Bucketing in Hive

Bucketing in Hive

Requirement

In this post, we will go through the concept of Bucketing in Hive. This post will cover the below-following points about Bucketing:

  • What is Bucket in Hive?
  • How to load data into a Bucketed table?
  • What is its importance?

Components Involved

  • HIVE
  • HDFS

Sample Data

We will use given sample data for the task.

EMPID

FIRSTNAME

LASTNAME

SPORTS

CITY

COUNTRY

1001

Emerry

Blair

Basketball

Qutubullapur

San Marino

1002

Zephr

Stephenson

Cricket

Neerharen

Dominican Republic

1003

Autumn

Bean

Basketball

Neerharen

Dominican Republic

1004

Kasimir

Vance

Badminton

Neerharen

Dominican Republic

1005

Mufutau

Flores

Qutubullapur

San Marino

1006

Ayanna

Banks

Football

Neerharen

Dominican Republic

1007

Selma

Ball

Tennis

Qutubullapur

San Marino

1008

Berk

Fuller

Badminton

Neerharen

Dominican Republic

1009

Imogene

Terrell

Qutubullapur

San Marino

1010

Colorado

Hutchinson

Tennis

Qutubullapur

San Marino

This is the sample data of employee details. Some employees are the member of the company’s sports team like Cricket, Football, Basketball, Tennis, Badminton. Some employees are not a member of any sports team that records are highlighted in the above picture.

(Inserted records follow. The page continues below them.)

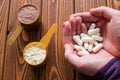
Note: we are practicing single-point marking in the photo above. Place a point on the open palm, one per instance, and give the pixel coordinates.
(109, 25)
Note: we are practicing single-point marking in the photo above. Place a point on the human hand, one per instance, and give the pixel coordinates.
(86, 64)
(109, 23)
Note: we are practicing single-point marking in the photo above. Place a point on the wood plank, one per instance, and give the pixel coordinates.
(4, 11)
(15, 68)
(56, 11)
(113, 4)
(83, 6)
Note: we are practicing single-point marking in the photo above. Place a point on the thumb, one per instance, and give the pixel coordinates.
(103, 11)
(71, 55)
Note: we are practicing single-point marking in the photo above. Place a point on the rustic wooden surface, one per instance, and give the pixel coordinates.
(12, 64)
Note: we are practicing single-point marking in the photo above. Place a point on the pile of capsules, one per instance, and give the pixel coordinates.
(90, 42)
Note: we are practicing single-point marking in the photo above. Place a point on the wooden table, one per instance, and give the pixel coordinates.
(12, 64)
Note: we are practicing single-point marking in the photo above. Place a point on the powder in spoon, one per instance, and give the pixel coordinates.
(28, 14)
(34, 55)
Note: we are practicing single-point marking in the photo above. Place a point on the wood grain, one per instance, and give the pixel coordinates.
(12, 64)
(4, 11)
(15, 68)
(56, 11)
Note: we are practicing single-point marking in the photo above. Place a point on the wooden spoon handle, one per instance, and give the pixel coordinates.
(46, 39)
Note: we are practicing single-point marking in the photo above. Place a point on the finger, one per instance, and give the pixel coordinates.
(86, 16)
(101, 24)
(78, 24)
(87, 24)
(71, 56)
(73, 25)
(103, 11)
(84, 28)
(67, 32)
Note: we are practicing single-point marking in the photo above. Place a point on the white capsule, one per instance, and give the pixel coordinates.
(77, 40)
(87, 39)
(94, 31)
(92, 26)
(98, 47)
(86, 46)
(90, 47)
(95, 43)
(83, 35)
(81, 53)
(79, 48)
(97, 38)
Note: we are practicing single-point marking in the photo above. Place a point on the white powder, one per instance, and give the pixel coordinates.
(35, 55)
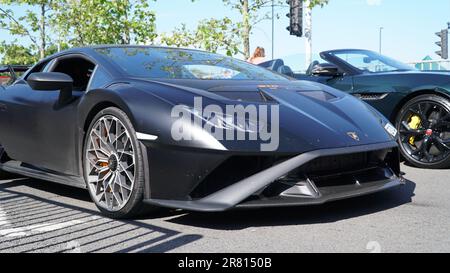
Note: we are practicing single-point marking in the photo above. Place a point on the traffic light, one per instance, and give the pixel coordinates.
(296, 17)
(443, 44)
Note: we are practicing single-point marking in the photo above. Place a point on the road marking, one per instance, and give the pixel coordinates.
(40, 228)
(3, 218)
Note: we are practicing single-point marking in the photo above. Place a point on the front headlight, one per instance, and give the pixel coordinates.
(228, 122)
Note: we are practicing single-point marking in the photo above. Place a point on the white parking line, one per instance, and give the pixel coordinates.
(40, 228)
(3, 218)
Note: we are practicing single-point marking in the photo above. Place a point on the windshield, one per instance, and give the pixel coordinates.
(167, 63)
(369, 61)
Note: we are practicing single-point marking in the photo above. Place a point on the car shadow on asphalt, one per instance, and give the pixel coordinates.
(306, 215)
(245, 218)
(28, 212)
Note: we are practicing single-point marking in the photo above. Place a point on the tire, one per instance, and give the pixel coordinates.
(5, 175)
(424, 126)
(111, 161)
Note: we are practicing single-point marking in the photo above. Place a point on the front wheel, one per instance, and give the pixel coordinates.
(424, 126)
(113, 165)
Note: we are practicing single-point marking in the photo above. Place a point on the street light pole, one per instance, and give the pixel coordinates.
(273, 29)
(381, 36)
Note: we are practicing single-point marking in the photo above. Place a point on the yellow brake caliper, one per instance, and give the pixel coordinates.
(414, 124)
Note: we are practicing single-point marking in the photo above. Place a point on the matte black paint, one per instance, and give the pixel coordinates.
(399, 86)
(47, 135)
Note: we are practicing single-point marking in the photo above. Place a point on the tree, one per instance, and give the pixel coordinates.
(212, 35)
(16, 54)
(33, 25)
(87, 22)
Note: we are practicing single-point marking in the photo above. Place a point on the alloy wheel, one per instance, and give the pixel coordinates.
(110, 163)
(425, 132)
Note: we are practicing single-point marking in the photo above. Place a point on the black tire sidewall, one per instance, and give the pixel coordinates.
(445, 163)
(135, 202)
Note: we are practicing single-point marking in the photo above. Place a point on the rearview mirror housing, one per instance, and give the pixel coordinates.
(53, 81)
(50, 81)
(326, 70)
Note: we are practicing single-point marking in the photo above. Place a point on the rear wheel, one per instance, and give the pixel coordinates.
(113, 166)
(5, 175)
(424, 126)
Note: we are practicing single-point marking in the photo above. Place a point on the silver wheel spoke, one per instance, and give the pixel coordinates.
(110, 163)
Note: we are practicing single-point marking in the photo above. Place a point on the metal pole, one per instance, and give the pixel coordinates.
(273, 29)
(308, 32)
(381, 36)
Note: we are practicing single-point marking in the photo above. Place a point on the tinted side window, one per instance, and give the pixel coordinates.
(38, 68)
(99, 79)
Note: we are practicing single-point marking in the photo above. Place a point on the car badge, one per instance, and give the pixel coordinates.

You can download the sample data from below.

sample_data

Solution

Let us first understand that what is Bucketing in Hive?

Bucket is an optimization technique which is used to cluster the datasets into more manageable parts, which helps to optimize the query performance.

Now, let’s start with the second part how to load data into Bucketed Table?

We cannot load the data into a bucketed table using LOAD DATA INPATH command as Hive does not support it. So, we have to create a base table which actually has the data and then we will create a bucketed table and dump the data from the base table to bucketed table.

Step 1: Create Base Table

In this step, we are going to create a base table named employee_base

 
 
CREATE TABLE db_bdpbase.employee_base (
    emplid     INT,
    firstname  STRING,
    lastname   STRING,
     sports STRING,
    city       STRING,
    country    STRING
) 
ROW FORMAT DELIMITED
FIELDS TERMINATED BY ','
STORED AS TEXTFILE
TBLPROPERTIES("skip.header.line.count"="1");

Our sample file contains a header, so we have to remove it during loading the data into the table. Here, the added properties “skip header” in the table DDL will do that.

Step 2: Load data into Base Table

We are having sample data at  ‘/usr/bdp/hive/sample_data.csv’ location in HDFS. Let’s load it into the created table using below command:

 
 
LOAD DATA INPATH '/user/bdp/hive/sample_data.csv' INTO TABLE  db_bdpbase.employee_base;

Let’s check the data in this table:

Step 3: Create Bucketed Table

In this step, we will create a bucketed table. We can either create a bucketed table with a partition or without partition. We will create both the tables.

Case I: Bucketed Table With Partition

In this case, a partition will be bucketed. Below is the table structure:

 
 
CREATE TABLE db_bdpbase.bucketed_partition_tbl (
      empid     INT,
      firstname  STRING,
      lastname   STRING,
      sports STRING,
      city       STRING
) PARTITIONED BY(country STRING)
CLUSTERED BY (empid)
SORTED BY (empid ASC) INTO 4 BUCKETS;

Here, the country is the partition column and table bucketed on the empid column which is sorted in ascending order.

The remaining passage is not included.